Lat: 19 03.522′ S
Lon: 161 44.104′ W

The first night out after a long stay near land can often be a little rough. We’re generally still getting used to the motion, and watches in the middle of the night are difficult after getting used to sleeping all night. The seas on this passage haven’t been bad, and we all pretty much have our sea legs again.

We did much better our first day than we anticipated — right around 100 miles. The wind did start out light, but then we ran into several squalls. Luckily, we were able to stay dry for the most part, sailing along the edge without leaving the rhumb line. With the full main and jib up, we were doing over 7 knots. Once we passed through the squalls, right before sunset, the light winds returned, and this morning we put the spinnaker up since the winds were light from the port quarter or astern.

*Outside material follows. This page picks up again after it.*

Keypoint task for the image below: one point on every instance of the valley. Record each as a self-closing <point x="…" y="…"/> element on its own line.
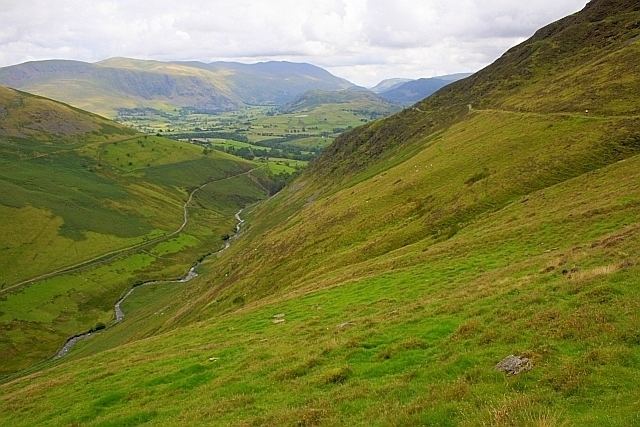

By mid-afternoon, we could see another line of rain ahead, and right when we were in the middle of a project. Tomatoes were plentiful and cheap in Aitutaki ($3 NZ for a big bag), and we also have green pepper and onion, so we decided to try our hand at chips and salsa. For chips, we made our typical flour tortillas and cut them into small pieces. Since we don’t have jalapenos, we added some hot sauce and let the green peppers fool us. It was tasty, and made things a bit more cheery when we had to drop the spinnaker and put the jib up for the rain squall. There’s a rough damaged piece of stainless on the starboard bow pulpit that’s been there since we owned the boat, and when the winds changed near the squall, the large spinnaker caught on it and ripped the bottom panel. Hopefully the damage will be contained to just that panel if we fly it again. Unfortunately, the wind clocked around to the WNW in the large squall, so the best we could do was sail south then northwest for a couple of hours, but we’ve just reached the other side of the rainy patch and it’s beautiful, with long, slow swells.

DSC_0837 A squall just ahead

DSC_0673 Dressed for rainy weather

When we were tacking to the northwest, we were on a course for Palmerston, only about 150 miles away. It was originally our our list of places to stop because it’s such an interesting story. In the 1850’s, an Englishman settled there with three wives, all of whom were from the northern Cook Island of Penhryn. The atoll was uninhabited before his arrival, and today, all the inhabitants of the island are his descendants. At some point the atoll was ceded to him by the British crown, and the original papers are still on the island. He set up “strict” rules for intermarriage, housed each of the three wives in a different part of the atoll, and worked hard to provide plenty of first-cousin dating options. Today they still speak an old English dialect, but a bit of a family feud has developed that extends to the “rights” to cruisers. In Palmerston you’re essentially adopted by a family on arrival. They pick you up from your boat in the morning and you spend the day doing a variety of projects, activities, and trading with them. The generally unspoken rules are that you’re not allowed to bring your dinghy ashore, move about the atoll as you please, or above all, mingle with a different part of the family. With supply ships being fairly infrequent, the small mooring fees and opportunities to trade with the cruisers are apparently a prize that the different factions of the family fight over, going as far as to race each other out to an approaching boat in order to be the group to claim it. As charming as being adopted and sharing activities with such unique hosts would be, we opted instead for snorkeling and diving Beveridge Reef.